As history runs, a 17 reading is roughly par.

On 1929’s Black Tuesday this ration measured 30. In December 1999 the ratio posted a record 44.19 reading.

But again, a 17 ratio is about par as history runs.

What is today’s ratio, you ask?

The answer is 38.54 — some 21 points above historical par — and merely 5.65 points beneath peak delirium.

That is, stocks are obscenely and preposterously overrated.

The Climate Isn’t the Weather

What are we to make of it? I offer no precise answer.

As the Buffett indicator, Mr. Shiller’s ratio wields limited predictive power.

It reports the climate — not the weather.

Fair winds and fair skies may prevail for months and months and months.

Or heavy weather can come barreling in tomorrow, from a clear sky.

I issue no prophecy of impending correction — or worse. I merely appraise conditions as they exist.

Yet we believe powerfully in one fundamental concept — “reversion to mean” — and the punishing laws of probability.

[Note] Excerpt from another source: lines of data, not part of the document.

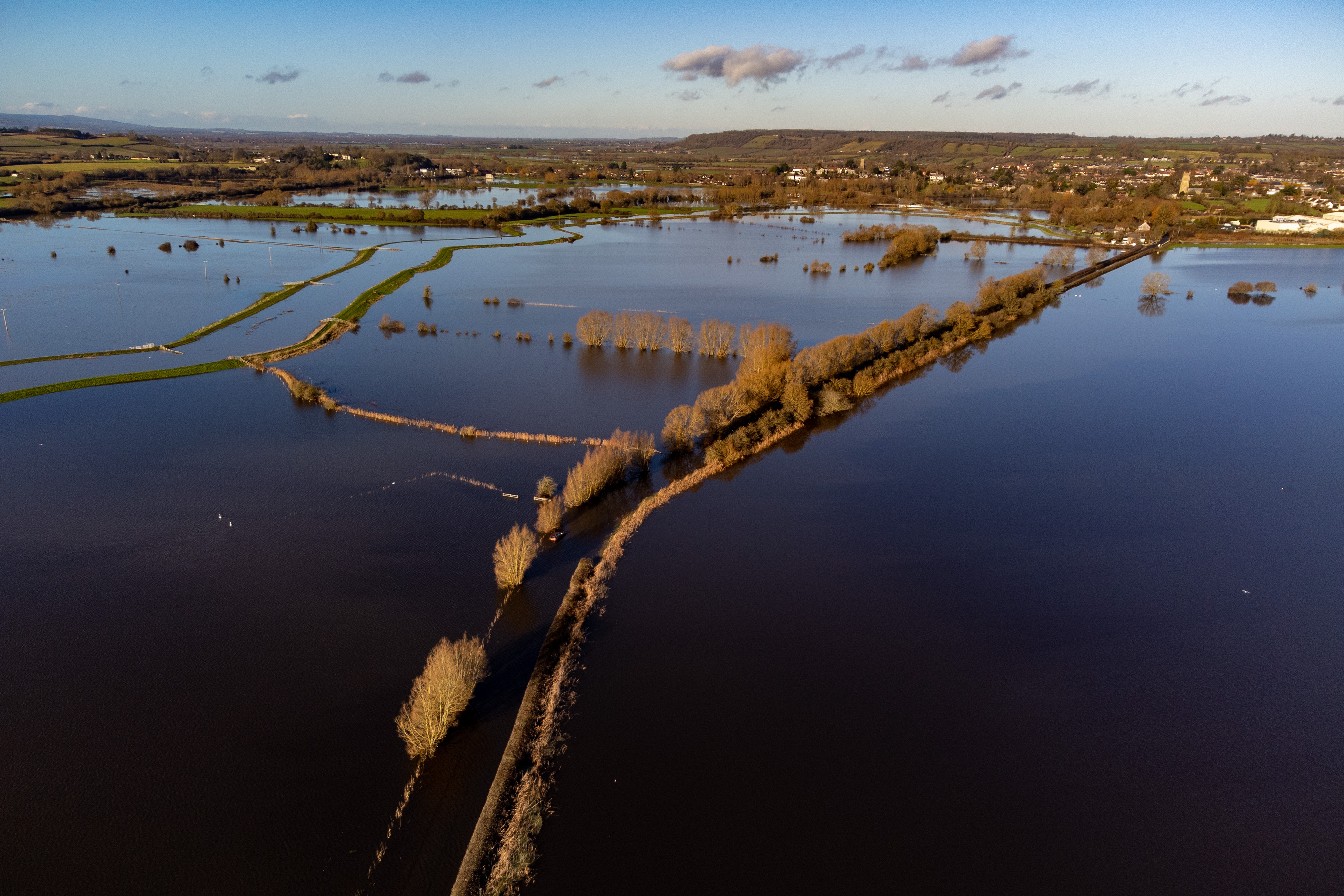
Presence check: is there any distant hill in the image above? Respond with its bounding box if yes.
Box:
[664,129,1095,156]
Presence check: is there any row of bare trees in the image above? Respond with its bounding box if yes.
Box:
[574,310,738,357]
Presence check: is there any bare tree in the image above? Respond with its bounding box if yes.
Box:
[700,317,738,357]
[495,525,536,588]
[668,317,695,353]
[1140,271,1172,297]
[396,635,487,760]
[612,312,634,348]
[574,310,612,348]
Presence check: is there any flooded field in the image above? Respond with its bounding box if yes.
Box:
[0,205,1344,893]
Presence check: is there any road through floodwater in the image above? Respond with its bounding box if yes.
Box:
[0,208,1344,893]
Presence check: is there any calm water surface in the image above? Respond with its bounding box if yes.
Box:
[532,250,1344,895]
[0,215,1344,893]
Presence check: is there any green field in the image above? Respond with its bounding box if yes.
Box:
[0,159,181,175]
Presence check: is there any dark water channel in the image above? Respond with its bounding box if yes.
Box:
[0,216,1344,893]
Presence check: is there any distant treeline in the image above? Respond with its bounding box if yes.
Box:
[663,267,1059,463]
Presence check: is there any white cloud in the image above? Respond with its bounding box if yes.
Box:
[661,43,806,87]
[938,34,1031,66]
[976,81,1021,99]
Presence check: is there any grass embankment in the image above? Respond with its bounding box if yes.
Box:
[0,159,184,176]
[265,367,618,447]
[167,246,379,348]
[0,246,378,367]
[0,228,582,406]
[452,423,802,896]
[131,206,492,227]
[131,206,710,232]
[243,228,582,366]
[0,357,243,403]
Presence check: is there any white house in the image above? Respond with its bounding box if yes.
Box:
[1255,212,1344,234]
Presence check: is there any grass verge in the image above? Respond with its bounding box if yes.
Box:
[0,357,243,404]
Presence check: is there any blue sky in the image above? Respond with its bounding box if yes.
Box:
[10,0,1344,137]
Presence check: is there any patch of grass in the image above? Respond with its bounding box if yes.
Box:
[168,246,379,348]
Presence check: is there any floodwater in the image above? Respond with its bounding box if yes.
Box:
[199,179,683,208]
[530,250,1344,895]
[0,208,1344,893]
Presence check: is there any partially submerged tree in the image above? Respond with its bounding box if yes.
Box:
[574,310,613,348]
[700,317,738,357]
[495,525,536,588]
[1140,271,1172,296]
[396,635,487,762]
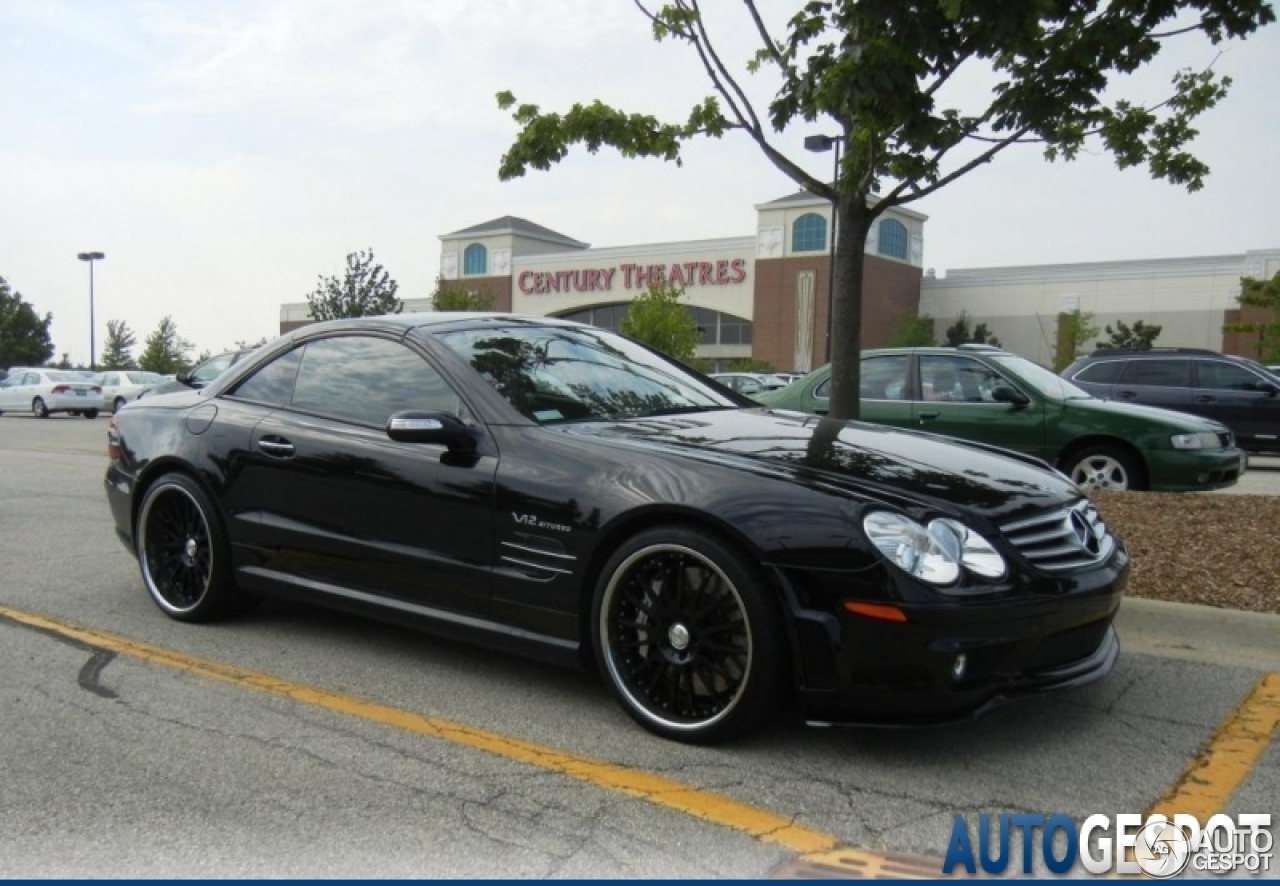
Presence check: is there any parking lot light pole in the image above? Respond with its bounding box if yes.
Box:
[804,136,840,364]
[76,252,106,373]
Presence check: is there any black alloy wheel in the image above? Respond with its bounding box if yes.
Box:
[134,474,247,622]
[593,528,786,744]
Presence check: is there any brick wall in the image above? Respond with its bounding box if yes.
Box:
[751,255,920,369]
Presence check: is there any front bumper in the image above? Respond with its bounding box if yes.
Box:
[1146,447,1248,492]
[792,548,1129,726]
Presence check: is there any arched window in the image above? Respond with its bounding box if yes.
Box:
[791,213,827,252]
[462,243,489,274]
[879,219,906,261]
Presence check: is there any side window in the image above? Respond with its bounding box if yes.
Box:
[860,353,910,399]
[293,335,462,428]
[1120,360,1192,388]
[233,344,307,406]
[920,356,1010,403]
[1071,360,1124,384]
[192,353,233,382]
[1196,360,1262,391]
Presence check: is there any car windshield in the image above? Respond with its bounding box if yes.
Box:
[991,355,1092,399]
[438,326,740,424]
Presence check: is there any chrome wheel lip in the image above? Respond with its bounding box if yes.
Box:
[1071,456,1129,492]
[137,483,214,615]
[596,543,755,734]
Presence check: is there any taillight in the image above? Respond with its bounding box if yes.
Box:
[106,415,122,461]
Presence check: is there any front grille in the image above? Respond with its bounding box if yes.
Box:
[1000,501,1116,572]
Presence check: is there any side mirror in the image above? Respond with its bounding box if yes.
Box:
[991,384,1032,408]
[387,412,476,453]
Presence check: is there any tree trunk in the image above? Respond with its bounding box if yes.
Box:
[831,193,873,419]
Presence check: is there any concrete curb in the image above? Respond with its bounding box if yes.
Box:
[1115,597,1280,671]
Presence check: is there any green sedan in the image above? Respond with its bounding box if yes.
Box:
[755,346,1247,492]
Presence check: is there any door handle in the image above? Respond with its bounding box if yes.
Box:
[257,437,293,458]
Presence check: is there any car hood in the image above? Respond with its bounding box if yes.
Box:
[1062,397,1226,433]
[561,408,1080,520]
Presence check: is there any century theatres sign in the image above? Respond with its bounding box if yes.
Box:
[516,259,746,296]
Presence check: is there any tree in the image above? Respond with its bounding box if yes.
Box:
[1053,307,1102,373]
[887,314,933,348]
[1098,320,1164,351]
[307,250,404,320]
[99,320,138,369]
[0,277,54,369]
[1222,273,1280,364]
[431,275,493,311]
[497,0,1275,419]
[931,311,1001,348]
[138,316,192,375]
[618,283,700,360]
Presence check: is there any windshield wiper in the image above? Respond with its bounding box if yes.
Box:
[639,406,737,419]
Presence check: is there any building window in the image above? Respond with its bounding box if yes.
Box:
[879,219,906,261]
[462,243,489,274]
[791,213,829,255]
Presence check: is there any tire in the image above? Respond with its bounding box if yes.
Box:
[591,526,790,744]
[1066,444,1147,493]
[133,474,255,622]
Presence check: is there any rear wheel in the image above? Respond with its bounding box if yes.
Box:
[1068,446,1147,492]
[134,474,252,622]
[591,526,788,744]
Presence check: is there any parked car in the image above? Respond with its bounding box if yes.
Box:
[710,373,786,397]
[756,346,1245,490]
[0,366,102,419]
[1062,348,1280,453]
[96,369,165,412]
[112,314,1129,743]
[138,348,253,398]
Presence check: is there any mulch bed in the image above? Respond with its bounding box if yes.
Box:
[1093,492,1280,613]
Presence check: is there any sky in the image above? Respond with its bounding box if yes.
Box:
[0,0,1280,364]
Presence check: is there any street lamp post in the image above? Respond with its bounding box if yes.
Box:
[76,252,106,373]
[804,136,840,362]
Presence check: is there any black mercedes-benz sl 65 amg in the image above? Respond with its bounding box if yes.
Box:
[106,314,1129,743]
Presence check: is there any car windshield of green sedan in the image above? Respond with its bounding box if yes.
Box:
[754,347,1247,492]
[105,314,1130,743]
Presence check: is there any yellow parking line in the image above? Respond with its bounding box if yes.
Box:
[0,606,870,869]
[1147,673,1280,822]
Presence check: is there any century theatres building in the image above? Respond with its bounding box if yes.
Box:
[280,185,1280,370]
[280,192,925,370]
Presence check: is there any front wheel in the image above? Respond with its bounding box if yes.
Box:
[591,526,788,744]
[1068,446,1146,493]
[134,474,248,622]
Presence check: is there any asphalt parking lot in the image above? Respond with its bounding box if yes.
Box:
[0,416,1280,878]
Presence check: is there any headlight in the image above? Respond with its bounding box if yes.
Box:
[1169,430,1222,449]
[929,517,1009,579]
[863,511,960,585]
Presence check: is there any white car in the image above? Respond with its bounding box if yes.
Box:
[0,367,102,419]
[96,369,166,412]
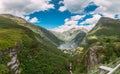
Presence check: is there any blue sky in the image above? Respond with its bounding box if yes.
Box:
[0,0,120,32]
[29,0,98,29]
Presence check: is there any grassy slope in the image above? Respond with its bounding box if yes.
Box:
[0,16,67,74]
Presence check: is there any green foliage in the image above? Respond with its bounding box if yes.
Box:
[0,16,68,74]
[0,64,9,74]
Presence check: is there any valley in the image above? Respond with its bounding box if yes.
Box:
[0,14,120,74]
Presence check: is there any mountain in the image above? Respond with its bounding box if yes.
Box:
[51,27,87,49]
[0,14,68,74]
[74,17,120,74]
[0,14,63,46]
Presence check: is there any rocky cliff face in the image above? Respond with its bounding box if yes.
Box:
[0,46,21,74]
[85,46,104,71]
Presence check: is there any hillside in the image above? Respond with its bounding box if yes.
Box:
[51,28,87,50]
[0,14,63,46]
[73,17,120,74]
[0,15,68,74]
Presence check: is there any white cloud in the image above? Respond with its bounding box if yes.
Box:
[52,15,85,33]
[80,14,101,31]
[29,17,38,23]
[63,0,120,18]
[0,0,54,16]
[63,0,89,13]
[59,6,66,12]
[23,16,30,21]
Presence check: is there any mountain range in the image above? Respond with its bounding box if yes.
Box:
[0,14,120,74]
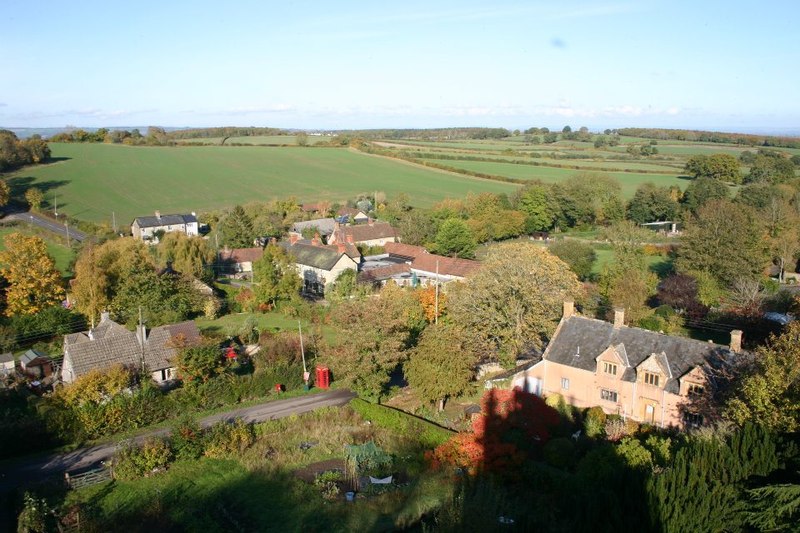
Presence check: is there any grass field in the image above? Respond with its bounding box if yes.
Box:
[418,159,689,198]
[0,225,75,277]
[6,143,516,224]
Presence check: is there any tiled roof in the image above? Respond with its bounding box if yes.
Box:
[358,263,411,282]
[544,316,732,394]
[292,218,336,235]
[411,254,481,278]
[64,319,200,378]
[134,215,197,228]
[219,247,264,263]
[383,242,428,259]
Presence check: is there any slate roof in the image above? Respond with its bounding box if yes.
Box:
[133,214,197,228]
[64,318,200,378]
[280,241,344,270]
[544,316,735,394]
[292,218,336,235]
[219,247,264,263]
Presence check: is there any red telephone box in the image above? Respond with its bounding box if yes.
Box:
[317,366,331,389]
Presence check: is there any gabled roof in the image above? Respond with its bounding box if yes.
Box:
[280,241,347,270]
[133,214,197,228]
[219,247,264,263]
[337,222,397,243]
[64,318,200,378]
[544,315,733,394]
[292,218,336,235]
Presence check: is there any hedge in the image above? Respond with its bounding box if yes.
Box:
[350,398,456,448]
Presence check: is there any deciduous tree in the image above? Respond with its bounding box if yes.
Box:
[448,243,582,363]
[0,233,64,316]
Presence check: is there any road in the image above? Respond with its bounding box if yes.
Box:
[0,389,356,492]
[4,212,86,242]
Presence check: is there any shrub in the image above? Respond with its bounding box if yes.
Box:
[542,437,575,468]
[204,418,255,458]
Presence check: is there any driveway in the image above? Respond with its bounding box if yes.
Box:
[0,389,356,492]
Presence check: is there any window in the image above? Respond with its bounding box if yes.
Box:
[683,413,703,427]
[603,361,617,376]
[644,372,660,387]
[689,383,705,396]
[600,389,617,403]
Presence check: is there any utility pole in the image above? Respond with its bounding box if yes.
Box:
[433,259,439,324]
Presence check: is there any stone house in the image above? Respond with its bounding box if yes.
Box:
[510,302,742,427]
[131,211,200,242]
[61,313,200,383]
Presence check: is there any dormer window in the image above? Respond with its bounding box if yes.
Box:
[603,361,617,376]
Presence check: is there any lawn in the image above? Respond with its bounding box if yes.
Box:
[7,143,516,224]
[0,225,75,277]
[424,159,689,199]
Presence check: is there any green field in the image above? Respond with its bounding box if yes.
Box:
[6,143,517,224]
[424,159,689,198]
[0,225,75,277]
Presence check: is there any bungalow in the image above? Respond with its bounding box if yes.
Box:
[131,211,200,241]
[61,313,200,383]
[219,246,264,275]
[19,350,53,380]
[328,219,397,246]
[280,235,361,295]
[510,302,742,427]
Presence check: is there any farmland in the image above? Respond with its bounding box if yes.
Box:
[6,143,517,222]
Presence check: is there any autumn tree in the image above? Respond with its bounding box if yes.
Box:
[403,324,478,411]
[0,232,64,316]
[324,283,424,399]
[676,200,768,286]
[725,322,800,432]
[547,239,597,279]
[156,231,216,279]
[448,243,582,363]
[25,187,44,211]
[436,218,477,259]
[253,244,303,306]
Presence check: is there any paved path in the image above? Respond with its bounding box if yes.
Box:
[0,389,356,492]
[4,211,86,242]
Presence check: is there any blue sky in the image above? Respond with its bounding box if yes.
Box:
[0,0,800,131]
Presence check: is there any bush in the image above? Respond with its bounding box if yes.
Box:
[114,437,172,480]
[204,418,255,458]
[350,398,454,448]
[542,437,575,468]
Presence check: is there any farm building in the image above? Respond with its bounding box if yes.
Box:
[281,235,361,295]
[61,313,200,383]
[131,211,200,242]
[510,302,743,427]
[19,350,53,380]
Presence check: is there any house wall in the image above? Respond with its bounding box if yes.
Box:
[511,357,688,427]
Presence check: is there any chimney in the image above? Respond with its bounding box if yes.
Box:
[562,300,575,319]
[614,307,625,329]
[731,329,742,353]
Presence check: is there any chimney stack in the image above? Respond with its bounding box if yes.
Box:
[614,307,625,328]
[731,329,742,353]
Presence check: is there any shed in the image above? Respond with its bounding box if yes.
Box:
[19,350,53,379]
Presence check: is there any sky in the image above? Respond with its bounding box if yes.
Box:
[0,0,800,134]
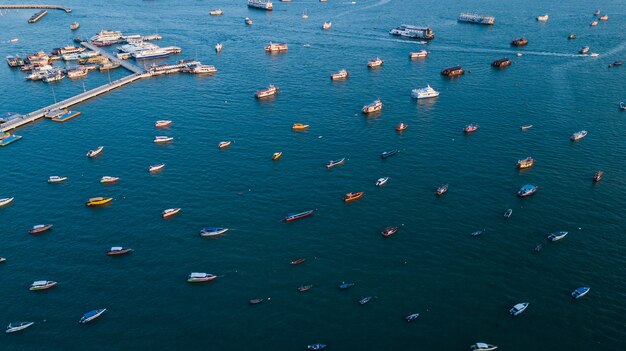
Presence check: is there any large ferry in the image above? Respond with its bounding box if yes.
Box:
[459,12,496,25]
[248,0,273,11]
[389,24,435,40]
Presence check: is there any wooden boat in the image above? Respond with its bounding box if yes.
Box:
[28,224,52,234]
[343,191,365,202]
[161,207,181,218]
[148,163,165,173]
[85,196,113,207]
[290,257,306,266]
[28,280,57,291]
[78,308,107,324]
[291,123,309,132]
[381,227,398,238]
[107,246,135,256]
[87,146,104,158]
[284,210,315,222]
[187,272,217,283]
[326,157,346,169]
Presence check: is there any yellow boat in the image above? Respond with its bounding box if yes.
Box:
[86,197,113,207]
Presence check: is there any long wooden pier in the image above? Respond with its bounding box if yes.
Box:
[0,4,72,13]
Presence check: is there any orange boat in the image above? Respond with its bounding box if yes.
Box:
[343,191,365,202]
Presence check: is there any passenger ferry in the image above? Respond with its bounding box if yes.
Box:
[389,24,435,40]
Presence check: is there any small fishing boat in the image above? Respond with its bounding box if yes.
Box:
[217,140,233,149]
[100,176,120,184]
[435,184,448,196]
[343,191,365,202]
[326,157,346,169]
[48,176,67,183]
[28,224,52,234]
[161,207,181,218]
[78,308,107,324]
[148,163,165,173]
[200,227,228,236]
[376,177,389,186]
[517,184,539,197]
[509,302,529,316]
[284,210,315,222]
[404,313,420,322]
[6,322,35,333]
[339,282,354,290]
[470,342,498,351]
[289,257,306,266]
[381,227,398,238]
[85,196,113,207]
[593,170,604,183]
[380,149,399,159]
[291,123,309,132]
[107,246,135,256]
[154,135,174,144]
[154,120,172,128]
[571,286,591,300]
[0,197,15,207]
[548,231,567,242]
[87,146,104,158]
[28,280,57,291]
[187,272,217,283]
[570,130,587,141]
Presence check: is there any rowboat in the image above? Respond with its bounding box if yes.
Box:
[200,227,228,236]
[6,322,35,333]
[326,157,346,169]
[148,163,165,173]
[87,146,104,158]
[161,207,181,218]
[187,272,217,283]
[28,280,57,291]
[78,308,107,324]
[28,224,52,234]
[343,191,365,202]
[285,210,315,222]
[85,196,113,207]
[107,246,135,256]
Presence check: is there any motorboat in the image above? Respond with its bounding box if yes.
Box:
[343,191,365,202]
[381,227,398,238]
[161,207,181,218]
[87,146,104,158]
[509,302,529,316]
[48,176,67,183]
[187,272,217,283]
[78,308,107,324]
[517,184,539,197]
[107,246,135,256]
[571,286,591,300]
[200,227,228,236]
[326,157,346,169]
[28,280,57,291]
[5,322,35,333]
[28,224,52,234]
[548,231,567,242]
[85,196,113,207]
[570,130,587,141]
[376,177,389,186]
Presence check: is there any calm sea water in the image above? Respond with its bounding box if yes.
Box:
[0,0,626,350]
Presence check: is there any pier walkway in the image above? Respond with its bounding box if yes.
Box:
[80,41,144,73]
[0,4,72,13]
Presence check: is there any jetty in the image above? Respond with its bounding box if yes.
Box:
[0,4,72,13]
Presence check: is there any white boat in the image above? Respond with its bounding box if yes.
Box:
[48,176,67,183]
[411,84,439,99]
[509,302,529,316]
[6,322,35,333]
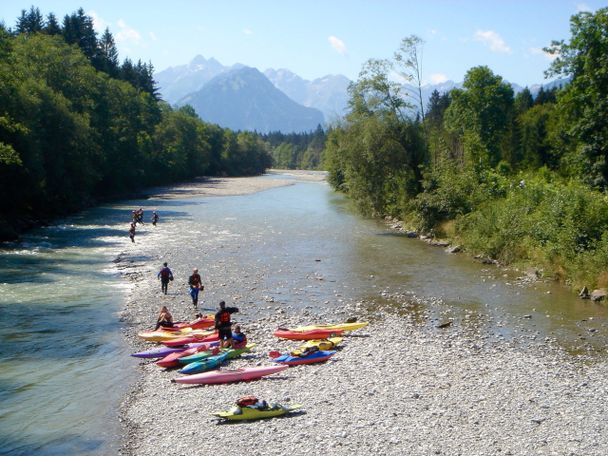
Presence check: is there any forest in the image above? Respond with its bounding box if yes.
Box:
[0,7,272,239]
[324,8,608,287]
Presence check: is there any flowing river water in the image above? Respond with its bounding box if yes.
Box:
[0,175,608,455]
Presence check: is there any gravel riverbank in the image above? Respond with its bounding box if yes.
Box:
[117,173,608,455]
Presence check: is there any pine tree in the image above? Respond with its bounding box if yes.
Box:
[98,27,119,78]
[43,13,61,35]
[16,6,44,33]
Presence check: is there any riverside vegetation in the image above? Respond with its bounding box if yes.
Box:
[0,7,271,239]
[324,8,608,286]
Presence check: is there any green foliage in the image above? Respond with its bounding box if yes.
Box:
[328,25,608,286]
[445,66,513,166]
[457,172,608,284]
[546,8,608,188]
[0,17,270,230]
[261,125,326,169]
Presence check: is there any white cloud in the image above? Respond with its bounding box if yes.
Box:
[473,30,511,54]
[327,35,346,55]
[430,73,448,84]
[528,47,559,62]
[116,19,142,45]
[87,11,108,33]
[576,3,593,13]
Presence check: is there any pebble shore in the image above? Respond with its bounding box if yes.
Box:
[117,174,608,456]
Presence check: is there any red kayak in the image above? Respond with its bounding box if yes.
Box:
[163,331,220,347]
[171,366,289,385]
[156,345,220,368]
[172,315,215,331]
[274,328,344,340]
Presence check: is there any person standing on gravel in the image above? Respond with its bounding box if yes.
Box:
[215,301,239,347]
[188,268,205,307]
[157,263,173,294]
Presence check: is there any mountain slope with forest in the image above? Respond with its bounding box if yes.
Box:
[178,67,324,133]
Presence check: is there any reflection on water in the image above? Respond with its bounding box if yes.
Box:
[0,176,607,455]
[0,208,139,455]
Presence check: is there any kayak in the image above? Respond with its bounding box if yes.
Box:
[293,321,369,331]
[131,341,219,358]
[291,337,344,355]
[138,328,214,345]
[179,344,255,364]
[156,345,220,368]
[172,315,215,330]
[178,353,228,375]
[211,404,302,421]
[171,365,289,385]
[274,328,344,340]
[177,344,255,375]
[163,331,220,347]
[272,350,336,366]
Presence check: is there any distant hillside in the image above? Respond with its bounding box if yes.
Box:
[264,68,350,121]
[155,55,568,126]
[178,67,324,133]
[154,55,243,104]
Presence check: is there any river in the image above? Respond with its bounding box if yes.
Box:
[0,175,608,455]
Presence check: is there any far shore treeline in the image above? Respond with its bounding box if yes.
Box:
[325,8,608,287]
[0,7,324,240]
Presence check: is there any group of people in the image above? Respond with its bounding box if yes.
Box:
[155,262,247,348]
[129,207,158,242]
[154,301,247,348]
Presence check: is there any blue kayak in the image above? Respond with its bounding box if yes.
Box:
[272,350,336,366]
[178,353,228,375]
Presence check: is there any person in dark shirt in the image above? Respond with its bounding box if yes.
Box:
[231,325,247,349]
[154,306,173,331]
[188,268,205,307]
[215,301,239,347]
[157,263,173,294]
[129,223,135,242]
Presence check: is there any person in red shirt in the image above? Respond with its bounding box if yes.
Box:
[215,301,239,347]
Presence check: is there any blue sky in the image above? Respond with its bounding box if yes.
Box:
[0,0,607,85]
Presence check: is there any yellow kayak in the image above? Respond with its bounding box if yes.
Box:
[211,404,302,421]
[292,321,369,331]
[291,337,344,356]
[137,328,214,342]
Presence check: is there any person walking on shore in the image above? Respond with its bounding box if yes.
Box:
[188,268,205,307]
[157,263,173,294]
[215,301,239,347]
[230,325,247,349]
[129,222,135,242]
[154,306,173,331]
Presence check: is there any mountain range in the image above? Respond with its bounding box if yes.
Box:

The Only Place Fools Will Learn in

Scales ultimately balance even, extremes iron out. The great equalizer of time does the balancing and the ironing out.

That which goes up comes down, that which goes down comes up. Mountains rise, mountains crumble, the strong collapse and the meek inherits the Earth.

In brief: Extremes do not endure.

I hazard stock market and economy will meet once again upon common ground.

I further hazard they will meet upon the economic level — not the stock market level.

When? The answer… as always… is on the knees of the gods.

Yet the fools are rushing in, as they so predictably do at such times as these.

I hazard they are heading for a good, sound whaling.

Yet they are convinced — as they were last time — that this time is different.

“Experience runs a hard school,” as said old Benny Franklin… “but fools will learn in no other.”